Oracle and Google’s legal copyright trial begins over Java

Oracle claims that Google has violated several of its Java patents and copyrights- with the copyright trial in San Francisco starting today.It is one of the biggest such tech lawsuits to date with Oracle is claiming about £625 million ($1billion) in compensation.

But it is not just money that is at stake.

If Oracle wins it’s copyright claims it could force Google to alter Android – a move which is likely to mean independent software developers would also have to recode apps designed for the platform.

Java was first released in 1995 and allows software to be run across computer platforms, rather than just being limited to one type of operating system.

Oracle inherited the intellectual properties when it took over Java’s original developer, Sun Microsystems, in 2009.

The language is used by many business applications as well as other software on computers and smartphones.
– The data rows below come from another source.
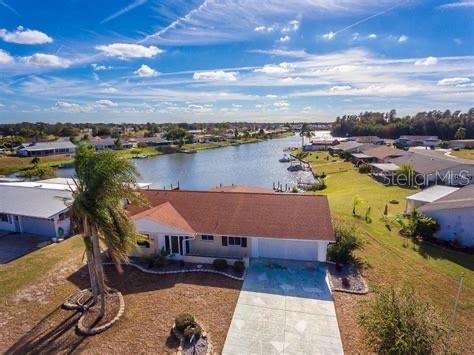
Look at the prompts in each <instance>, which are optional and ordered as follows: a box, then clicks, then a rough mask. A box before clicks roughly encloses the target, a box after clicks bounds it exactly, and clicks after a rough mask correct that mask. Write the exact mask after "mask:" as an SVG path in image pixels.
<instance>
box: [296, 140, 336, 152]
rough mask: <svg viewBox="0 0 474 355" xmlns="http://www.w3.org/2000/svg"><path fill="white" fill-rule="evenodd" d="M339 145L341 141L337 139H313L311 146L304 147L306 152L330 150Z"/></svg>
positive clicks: (310, 144) (308, 144)
mask: <svg viewBox="0 0 474 355" xmlns="http://www.w3.org/2000/svg"><path fill="white" fill-rule="evenodd" d="M337 144H339V141H337V140H336V139H313V140H312V141H311V142H310V144H306V145H304V146H303V150H304V151H306V152H310V151H321V150H328V149H329V148H330V147H333V146H335V145H337Z"/></svg>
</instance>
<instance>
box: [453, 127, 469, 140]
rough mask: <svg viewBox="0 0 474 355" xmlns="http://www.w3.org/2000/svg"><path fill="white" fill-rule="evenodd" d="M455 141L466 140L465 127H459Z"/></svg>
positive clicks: (454, 136)
mask: <svg viewBox="0 0 474 355" xmlns="http://www.w3.org/2000/svg"><path fill="white" fill-rule="evenodd" d="M454 138H455V139H466V129H465V128H464V127H459V128H458V130H457V131H456V133H455V134H454Z"/></svg>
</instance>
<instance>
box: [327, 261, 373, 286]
mask: <svg viewBox="0 0 474 355" xmlns="http://www.w3.org/2000/svg"><path fill="white" fill-rule="evenodd" d="M328 270H329V280H330V283H331V289H332V290H333V291H340V292H347V293H357V294H366V293H368V292H369V288H368V286H367V284H366V282H365V280H364V278H363V277H362V275H361V273H360V272H359V270H358V269H357V267H356V266H355V265H354V264H347V265H342V267H341V269H340V270H338V269H337V267H336V265H335V264H333V263H328ZM344 280H346V281H347V283H345V282H344Z"/></svg>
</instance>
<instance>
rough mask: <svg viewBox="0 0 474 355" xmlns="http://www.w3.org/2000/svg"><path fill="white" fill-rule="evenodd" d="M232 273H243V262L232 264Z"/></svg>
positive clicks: (243, 271) (238, 261) (243, 267)
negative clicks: (232, 266) (232, 267)
mask: <svg viewBox="0 0 474 355" xmlns="http://www.w3.org/2000/svg"><path fill="white" fill-rule="evenodd" d="M234 271H235V272H237V273H239V274H242V273H243V272H244V271H245V264H244V262H243V261H240V260H237V261H236V262H234Z"/></svg>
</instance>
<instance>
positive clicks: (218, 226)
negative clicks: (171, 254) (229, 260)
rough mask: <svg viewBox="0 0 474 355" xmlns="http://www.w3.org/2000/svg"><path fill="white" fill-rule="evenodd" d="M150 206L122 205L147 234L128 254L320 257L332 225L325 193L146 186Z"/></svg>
mask: <svg viewBox="0 0 474 355" xmlns="http://www.w3.org/2000/svg"><path fill="white" fill-rule="evenodd" d="M143 193H144V195H145V196H146V198H147V199H148V201H149V202H150V206H151V207H142V208H138V207H134V206H128V211H129V214H130V216H131V218H132V220H133V221H134V222H135V225H136V227H137V230H138V231H139V232H140V233H142V234H144V235H146V236H147V237H148V241H147V242H145V243H143V242H140V246H137V248H136V250H135V252H134V255H138V256H142V255H150V254H154V253H156V252H157V251H158V250H160V249H165V250H166V251H168V252H169V253H171V254H173V255H174V257H175V258H176V259H179V260H187V261H193V262H212V260H214V259H216V258H225V259H229V260H230V261H231V260H236V259H247V258H258V257H262V258H278V259H294V260H316V261H326V249H327V246H328V244H329V243H331V242H334V241H335V239H334V230H333V226H332V222H331V215H330V212H329V204H328V200H327V197H326V196H315V195H300V194H283V193H278V194H277V193H273V192H270V193H261V192H260V193H259V192H223V191H180V190H175V191H172V190H171V191H167V190H146V191H143Z"/></svg>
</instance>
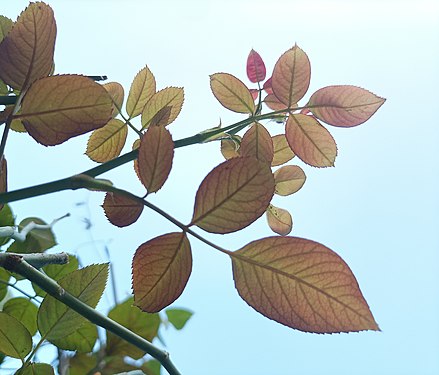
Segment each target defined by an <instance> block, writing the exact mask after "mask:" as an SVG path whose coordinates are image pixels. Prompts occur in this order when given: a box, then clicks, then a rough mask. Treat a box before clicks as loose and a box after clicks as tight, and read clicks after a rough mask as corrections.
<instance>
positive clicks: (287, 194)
mask: <svg viewBox="0 0 439 375" xmlns="http://www.w3.org/2000/svg"><path fill="white" fill-rule="evenodd" d="M273 175H274V183H275V188H274V192H275V193H276V194H278V195H284V196H285V195H290V194H294V193H295V192H297V191H299V190H300V189H301V188H302V186H303V184H304V183H305V180H306V176H305V172H304V171H303V169H302V168H300V167H299V166H297V165H284V166H283V167H280V168H279V169H278V170H276V171H275V172H274V174H273Z"/></svg>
Oracle argues that by using its intellectual property, and then giving Android away for free, Google undermined the possibility of it licensing Java to mobile phone makers.

It adds: “Because Android exploits Java but is not fully compatible with it, Android represents Sun’s, and now Oracle’s, nightmare: an incompatible forking of the Java platform, which undermines the fundamental ‘write once, run anywhere’ premise of Java that is so critical to its value and appeal.”

Much of the case does not centre on Google’s use of Java itself – which is free for anyone to use without licence – but rather the Android-maker’s use of 37 APIs (application programming interfaces) which allow developers to write Java-compatible code.

APIs allow different parts of a programme to communicate together as well as letting one application share content with another.

Oracle alleges that 103,400 lines of its API specifications appeared on Android’s developer website.

But engineers say they have more fundamental concerns about the precedent that could be set in what is already a lawsuit prone industry.